El sábado Bárbara fue a Santa Fe a buscar a Santiago que dejó su trabajo y vuelve a Esperanza a estudiar veterinaria. Estuvimos los 7 juntos y ayer domingo los estudiantes Santiago y Tomás fueron a Esperanza donde tienen que hacer sus ingresos durante febrero.
La sorpresa fue un mensaje recibido por B que enviaba el ahora ex-jefe de Santiago. En un texto largo nos felicitaba por el desempeño de Santiago. Para ellos Santi fue un hallazgo, nosotros enviamos un adolescente y el mundo del trabajo lo transformó en un hombre.

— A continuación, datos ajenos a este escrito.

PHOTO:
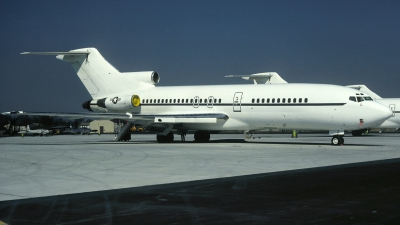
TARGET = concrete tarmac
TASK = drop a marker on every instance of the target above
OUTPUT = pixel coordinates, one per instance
(114, 182)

Santiago resultó ser todo lo que un jefe quiere: introvertido, pero con la palabra justa, siempre preocupado por aprender y mejorar, honesto y querido por todos (remarcó lo de todos), todo un ejemplo. Le agradeció el trabajo hecho, le pidió que vuelva con el título bajo el brazo y le agradeció el haber recuperado la fe en una juventud y un futuro que a veces parece perdido.
Los padres estábamos bien orgullosos y emocionados. A pesar de que intuíamos el potencial de Santi, no sabíamos del impacto que Santi había provocado en su vida de empresa, las recomendaciones que le habíamos dado era hacer siempre bien su trabajo y aprovechar la oportunidad, se ve que lo hizo al 100%.
Ahora se vienen unos años de estudio para volver al ruedo, la capacidad la tiene y el testimonio de este mensaje que recibimos el sábado va a tener un impacto en Tomás, que también inicia hoy sus primeros días de estudio.